The procedure is typically well tolerated and the patient is sent home either the same or next day. Although the risk of surgical complications is low, displacement of the electrodes, infection, or discomfort at the IPG site can occur. The patient should avoid sitting for long periods of time, lifting anything heavy, bending down, engaging in strenuous activities or drinking alcohol for two weeks. The patient should contact their doctor if they develop a fever, experience prolonged nausea or vomiting, develop a rash, signs of infection, or fluid accumulation at the incision, or have a sudden onset of leg weakness or severe back pain.

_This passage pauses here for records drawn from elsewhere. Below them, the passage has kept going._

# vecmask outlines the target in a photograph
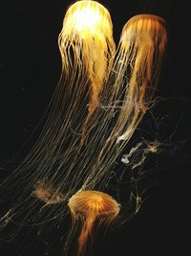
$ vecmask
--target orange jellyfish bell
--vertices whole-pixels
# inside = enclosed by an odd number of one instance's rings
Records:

Who is a good candidate for dorsal column stimulation?
It is crucial that curable causes of pain are ruled out before the patient pursues DCS. If several pain management options have been explored without success and the patient fits the criteria to undergo DCS, then the patient can be a good candidate for the procedure. A pain specialist will evaluate the type of physical condition, medications taken, and pain history to determine this. Most DCS candidates have had extremely severe pain and/or disability for over 3 months and usually one or more ineffective spinal surgeries.
What happens after the procedure?
Following the procedure, the patient has control of the frequency, width, and amplitude of the electric current and can decide to have the IPG and electrodes removed at any time without permanently damaging the spinal cord or nerves. Non-rechargeable IPGs need to be replaced every 2 to 5 years depending on how often the system is used, while rechargeable IPGs last 8 to 10 years longer than the latter.
DCS can be an effective and lasting treatment for individuals with severe chronic pain that have tried various conventional treatments to no avail. The treatment eliminates the need for excessive pain medication and allows patients to return to their normal daily lives and activities.